Figures & data
Figure 1 Detection of human IgG protein in an immunochemistry assay on protein G or epoxy slides.
Notes: (A) Typical structure of an antibody and its oriented positions that can affect binding affinity are illustrated. (B) Scheme of the different types of immobilization of antibodies on protein G or epoxy slides. Representative images of the fluorescence intensity of human IgG bound to the capture antibodies immobilized on either protein-G- or epoxy-terminated glass slides with decreasing concentration of the antigen (34–4.3 μg/mL).
Abbreviations: IgG, immunoglobulin G; Fab, fragment antigen-binding; Fc, fragment crystallizable.
Figure 2 Detection of human cytokines on protein-G-coated glass slides.
Notes: (A) Recombinant human IL-2 spots on protein G slides were detected using a sandwich immunoassay. Various concentrations of IL-2 (50 ng/mL, 5 ng/mL, 500 pg/mL, 50 pg/mL, 5 pg/mL, and 0.5 pg/mL) were spotted onto both epoxy and protein G slides and detected using the corresponding fluorescently labeled antibody. (B) Comparison of the IL-2 fluorescence intensities on epoxy or protein G slides. (C) Recombinant human IFN-γ spots on protein G slides were detected by an immunoassay. (D) Comparison of the IFN-γ fluorescence intensities on epoxy or protein G slide.
Abbreviations: IL-2, interleukin-2; IFN, interferon.
Figure 3 The detection of IgG proteins secreted from hybridomas in microwells.
Notes: (A) Schematic diagram of the microwell array used to capture cytokines secreted from viable hybridomas deposited onto an array (~20×50 mm2) consisting of 72×24 blocks that contain a 7×7 array of microwells. (B) Representative bright-field image of live hybridomas loaded into microwells at an average density of ~1–2 cells/well. The array was sealed with glass slides bearing a mixture of capture antibodies. After the incubation period, the glass slide was recovered and the bound proteins were detected using secondary antibodies. Both the protein-G-terminated glass slides (C) and the epoxy-based slides (D) were coated with anti-human antibodies (IgG) for the respective cytokines. The immunofluorescence images of a region of a microarray show captured IgG from hybridomas on each substrate.
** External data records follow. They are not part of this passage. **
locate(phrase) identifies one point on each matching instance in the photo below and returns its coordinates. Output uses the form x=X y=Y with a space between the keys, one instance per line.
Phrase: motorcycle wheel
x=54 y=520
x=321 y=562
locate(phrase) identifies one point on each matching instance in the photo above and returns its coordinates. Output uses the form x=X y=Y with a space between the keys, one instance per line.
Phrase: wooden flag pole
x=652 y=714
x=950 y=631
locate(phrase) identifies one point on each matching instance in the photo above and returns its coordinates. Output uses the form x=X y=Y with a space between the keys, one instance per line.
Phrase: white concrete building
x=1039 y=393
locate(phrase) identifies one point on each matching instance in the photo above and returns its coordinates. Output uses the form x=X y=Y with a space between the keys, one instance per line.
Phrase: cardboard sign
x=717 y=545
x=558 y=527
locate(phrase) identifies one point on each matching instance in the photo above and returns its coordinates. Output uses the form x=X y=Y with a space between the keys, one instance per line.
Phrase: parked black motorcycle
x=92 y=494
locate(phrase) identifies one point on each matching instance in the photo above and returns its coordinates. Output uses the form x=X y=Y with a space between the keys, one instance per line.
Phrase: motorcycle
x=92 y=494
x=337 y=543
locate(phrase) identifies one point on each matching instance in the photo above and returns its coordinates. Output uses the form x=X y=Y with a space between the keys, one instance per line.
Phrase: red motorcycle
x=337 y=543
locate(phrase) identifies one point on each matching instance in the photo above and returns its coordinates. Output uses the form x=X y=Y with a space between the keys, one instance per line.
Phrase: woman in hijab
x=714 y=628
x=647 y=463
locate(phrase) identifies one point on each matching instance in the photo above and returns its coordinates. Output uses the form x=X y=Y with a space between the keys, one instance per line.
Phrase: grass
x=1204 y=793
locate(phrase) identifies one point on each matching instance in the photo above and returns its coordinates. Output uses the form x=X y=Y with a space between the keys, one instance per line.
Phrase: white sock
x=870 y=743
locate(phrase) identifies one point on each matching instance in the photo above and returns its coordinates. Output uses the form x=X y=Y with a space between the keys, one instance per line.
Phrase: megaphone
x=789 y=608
Abbreviations: IgG, immunoglobulin G; PDMS, polydimethylsiloxane.
Figure 4 Detection of secreted cytokines (IL-2 and IFN-γ) from stimulated PBMCs in a microwell assay using two types of substrates.
Notes: Microwells were placed in contact with each glass slide coated with IL-2 or IFN-γ capture antibodies, respectively. After 1 hour, the glass slide was removed and incubated with secondary antibodies tagged with fluorescent molecules. (A) Combined fluorescence images of microwells, and (B) their printed glass slides on the same region capturing cell-secreted IL-2 or IFN-γ. Two different cytokines released by PBMCs on each substrate were detected by dye-conjugated secondary antibodies. (C) Comparison of the numbers of positive events detected per 10,000 cells for two cytokines on the epoxy-based slide (white boxes) or on the protein-G-terminated slide (gray boxes). Statistical significance was determined by Fisher’s exact test (**P<0.01). The data represent composite measurements from three separate microarrays generated in parallel using divided aliquots from the same pool of stimulated PBMCs. (D) Box and whisker plot comparing relative fluorescence units detected on the epoxy-based slide (white boxes) and on the protein-G-terminated slide (gray boxes) for two different proteins secreted from PBMCs. Statistical significances were determined by the Student’s t-test (*P<0.05, **P<0.01).
Abbreviations: IL-2, interleukin-2; IFN-γ, interferon-γ; PBMCs, peripheral blood mononuclear cells.